Investor Protection

Climate and ESG Rules Should be Written by SEC Not Outside Party

Washington, D.C. — The Center for American Progress (CAP) and the Consumer Federation of America (CFA) today released a joint report recommending that the SEC develop and maintain climate and other environmental, social and governance disclosure standards itself rather than delegating such authority to one or more private third parties.

“This report offers a careful review of the SEC’s options regarding pathways to leverage external ESG standard setters,” said Dylan Bruce, Financial Services Counsel for Consumer Federation of America and a co-author of the report, “but in the end the clear consensus was that a standard setting process that is carried out internally by the Commission is the best avenue to ensure decision-useful standards for investors, and importantly, to produce a politically and legally durable ESG disclosure framework.”

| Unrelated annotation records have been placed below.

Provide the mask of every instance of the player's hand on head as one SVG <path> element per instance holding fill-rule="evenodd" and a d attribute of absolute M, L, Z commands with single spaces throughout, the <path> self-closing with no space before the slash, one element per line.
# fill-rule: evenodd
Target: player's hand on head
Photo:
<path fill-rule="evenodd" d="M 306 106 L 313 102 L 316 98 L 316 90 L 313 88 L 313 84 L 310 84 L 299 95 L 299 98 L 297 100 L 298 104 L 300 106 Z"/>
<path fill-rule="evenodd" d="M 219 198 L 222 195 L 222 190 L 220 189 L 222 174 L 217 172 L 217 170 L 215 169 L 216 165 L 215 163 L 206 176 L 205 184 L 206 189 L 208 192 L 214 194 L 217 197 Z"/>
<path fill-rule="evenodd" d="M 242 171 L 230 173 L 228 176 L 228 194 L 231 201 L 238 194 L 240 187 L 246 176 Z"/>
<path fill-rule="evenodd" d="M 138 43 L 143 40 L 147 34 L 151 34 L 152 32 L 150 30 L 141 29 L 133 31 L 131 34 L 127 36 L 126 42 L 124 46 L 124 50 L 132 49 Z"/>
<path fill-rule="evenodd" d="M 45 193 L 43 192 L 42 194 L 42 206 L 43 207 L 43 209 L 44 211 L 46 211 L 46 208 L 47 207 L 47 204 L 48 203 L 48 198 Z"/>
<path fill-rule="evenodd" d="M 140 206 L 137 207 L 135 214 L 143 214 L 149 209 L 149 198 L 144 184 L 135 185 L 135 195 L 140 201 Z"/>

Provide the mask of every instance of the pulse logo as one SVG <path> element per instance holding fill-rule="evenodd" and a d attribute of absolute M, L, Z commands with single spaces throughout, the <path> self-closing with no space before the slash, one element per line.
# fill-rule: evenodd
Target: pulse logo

“The SEC must write climate and other ESG rules itself in order to avoid the many legal risks of delegating standard setting authority to a third party,” said Alex Thornton, a co-author of the report. “Further, rules developed and maintained by the SEC are more likely to satisfy investors’ demands for information in a timely and fair manner. It just makes sense for the SEC to write its own climate and other ESG standards.”

The primary question this report set out to answer was initially posed by then Acting SEC Chair Allison Herren Lee in her March 15, 2021, request for information on climate-related financial disclosure: “…whether the Commission should designate an external third party to carry out the function of establishing ESG-related disclosure standards.”

 The report reflects the thorough analysis of extensive comments filed in response to this question and identifies three principal variations on third party delegation that commenters advanced:

  • Full delegation of disclosure standard setting to an external third party, including updating of those standards;
  • Partial or hybrid delegation of standard setting in which the SEC would set core principles and designate compliance with one or more third-party standards as sufficient to meet reporting obligations; and
  • Incorporation by reference of existing third-party standards into the SEC’s own rules.

After reviewing these options side-by-side with relevant legal and policy precedents, as well as the agency’s own history of delegated standard setting, the report’s authors ultimately determined that none of these options were likely to be as effective or resilient as keeping the ESG standard setting process fully in-house with the SEC and its staff.

The report acknowledges that there is, and will continue to be, a critically important role for the private third parties that have heretofore been the key drivers of ESG disclosure frameworks, through both the continued development of standards above and beyond the SEC’s requirements and ongoing analysis and public comments on SEC-mandated ESG rules. 

The report was co-authored by Dylan Bruce, Financial Services Counsel for CFA; Tyler Gellasch, fellow at the Global Financial Markets Center at Duke University School of Law; Todd Phillips, director of financial regulation and corporate governance at CAP; and Alexandra Thornton, senior director of tax policy at CAP.